Grover Norquist’s No-Tax-Increase Pledgers Are Insane

Tom Corbett gets caught in a trap: Impose taxes or let a Pennsylvania bridge collapse?

Pity the politicians who woo fickle anti-tax crusader Grover Norquist, architect of the famous (or infamous, depending on your politics) “Taxpayer Protection Pledge,” which commits its executive signees to “oppose and veto any and all efforts to increase taxes.”

Why just last month, Norquist was talking up Pennsylvania Governor Tom Corbett as a VP candidate, or even a potential presidential contender in 2016 or 2020. Then, all of a sudden, Norquist was suggesting Corbett had gone soft on taxes, citing the governor’s proposed fee on Marcellus Shale natural gas extraction.

In a rational world, Norquist’s complaints wouldn’t bother much of anyone, not when a large majority of Pennsylvanians favor an industry tax on fracking. But in today’s Republican Party, what Grover Norquist thinks matters very much indeed. Of the 244 GOP members in the U.S. House of Representatives, 238 have signed Norquist’s pledge. So have 41 of the 48 GOP Senators. (Only three Dems have signed on in both chambers combined.)

Given the budget woes that extend from the smallest townships to the federal government, signing any pledge that commits oneself to blanket opposition to any tax hike seems like madness, and I write that as someone who wholeheartedly endorses cuts to entitlement programs as part of a broader plan to restrain the national deficit.

But Norquist’s pledge makes even less sense at the state and municipal level, where governments are typically forbidden by their charters and constitutions from running deficits. Consider Corbett’s conundrum on the state’s desperate need for investment in its transportation infrastructure. The governor’s own transportation commission reported in August that there were 5,205 structurally deficient bridges in Pennsylvania, and 40,000 miles of state highways in poor condition. It called for $2.5 billion in investment.

So what happened? Nothing. Why not? Well Corbett’s commission recommended paying for the transportation investment by raising the franchise tax on oil companies, and by increasing fines and fees on drivers and vehicles.

So Corbett punted, and declared that tranportation funding was no longer a top priority. One can only wonder if the governor asked himself WWND: What would Norquist do?

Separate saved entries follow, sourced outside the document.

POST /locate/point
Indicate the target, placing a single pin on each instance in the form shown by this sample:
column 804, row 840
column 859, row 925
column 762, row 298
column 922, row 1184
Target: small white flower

To his credit, Corbett has not yet backed off his (awfully limited) Marcellus Shale fee proposal, despite Norquist’s criticism. He’s got to be frustrated, though. Here he crafts a proposal that bends over backwards to present itself as a fee, not a tax, and still Norquist slaps him on the wrist.

I have no doubt that Corbett shares Norquist’s distaste for tax hikes. But by signing that pledge, Corbett has put himself into a straitjacket, one that is going to feel increasingly snug as the governor’s first term wears on.

Corbett prides himself on being the kind of guy who makes his own decisions after carefully weighing the evidence on a case-by-case basis. But if that’s really true, why would he have preemptively decided there’s no basis for tax hikes, ever? So what do you say, governor? Why not ditch the pledge, and leave all options available? If only on the off chance that, occasionally, it turns out that a tax hike actually is what’s in the best interest of Pennsylvania.